The council first announced its intention to adopt open source alongside existing Microsoft software in September 2010. As part of an ongoing review of its desktop systems, the council was looking to replace its current email system with an open source alternative.
However, the plan hit the buffers when it was discovered that only three email systems are currently certified by CESG’s Code of Connection and security guidance documents. These systems are Lotus Notes, Novell Groupwise, and Microsoft Exchange.
In choosing an open source system that is not accredited by CESG, Bristol City Council was concerned that it would not be able to process data rated at Business Impact Level 3, such as sensitive personal data and restricted information from government.
The council was also reportedly advised by Microsoft reseller Computacenter that it could not use open source systems without falling foul of security rules.
‘No accreditation issues’
At a meeting held last week between members of the council and Cabinet Office executives, including director of ICT futures Liam Maxwell and director of ICT policy Bill McCluggage, the council was told there are no security or accreditation issues that prevent the evaluation and potential deployment of open source systems within the council’s enterprise boundary.
“We held a very productive meeting with the Cabinet Office yesterday, and they were able to reassure us that there are no security or accreditation issues that should hold us back from pushing ahead with our open source agenda,” said Bristol City Council leader Barbara Janke (pictured) in a statement.
“This is very good news and was warmly welcomed by the IT companies present. Our aim is to do all we can to see a higher proportion of money from our IT procurement ending up in the local economy and supporting the city’s innovative software companies,” she added.
The Cabinet Office said it will continue to work closely with the council over the next few months.
Mark Taylor, chief executive of open source supplier Sirius, who helped Bristol council formulate its IT policy last year, welcomed the news, describing it as a “great omen from the future”.
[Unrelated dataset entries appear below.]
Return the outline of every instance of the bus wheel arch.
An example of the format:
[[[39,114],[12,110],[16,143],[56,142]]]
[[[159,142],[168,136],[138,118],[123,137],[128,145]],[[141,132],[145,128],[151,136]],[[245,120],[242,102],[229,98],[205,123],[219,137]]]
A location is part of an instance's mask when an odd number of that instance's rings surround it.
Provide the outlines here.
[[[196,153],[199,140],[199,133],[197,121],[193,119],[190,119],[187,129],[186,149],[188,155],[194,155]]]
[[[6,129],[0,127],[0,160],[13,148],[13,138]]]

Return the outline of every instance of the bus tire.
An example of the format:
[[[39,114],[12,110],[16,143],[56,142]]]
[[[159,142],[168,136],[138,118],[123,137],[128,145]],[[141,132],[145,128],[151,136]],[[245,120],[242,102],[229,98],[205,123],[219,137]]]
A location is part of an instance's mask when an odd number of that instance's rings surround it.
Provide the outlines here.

“I hope that this fantastic Open Source project, which has seen more than its fair share of challenges, will now take off in the way we all hope it will,” said Taylor. “I hope it goes on to become the beacon of Open Source, Open Standards and SME engagement that the UK Public Sector has been waiting for.”
Sirius was originally recruited as an open source partner, but was reportedly kicked off the project by Computacenter, after refusing to sign an earlier report recommending an entirely proprietary infrastructure. The current open source partner is LinuxIT.
Meanwhile, councillor Mark Wright, who pushed Bristol’s pioneering open source IT strategy through the council chamber last September, was also voted out of his post as IT portfolio leader earlier this year.
Government open source commitment
The UK government has previously committed to using open source technology and encouraging small business innovation, in an attempt to reduce the country’s deficit. Minister for the Cabinet Office Francis Maude admitted in March that the government had wasted vast amounts of money on ineffective and duplicate IT systems, and promised to “end the oligopoly of big business supplying government IT by breaking down contracts into smaller, more flexible projects”.
However, a Freedom of Information (FOI) request by the BBC last month revealed that most government departments still spend the lion’s share of their IT budgets on software from big-name vendors, such as Microsoft and Oracle, rather than seeking cheaper open source alternatives.
The Home Office, for example, currently spends around 80 percent of its software budget with US defence giant Raytheon Systems for “IT, Broadcasting and Telecoms software” – amounting to £21 million out of a total pot of £26 million over 18 months.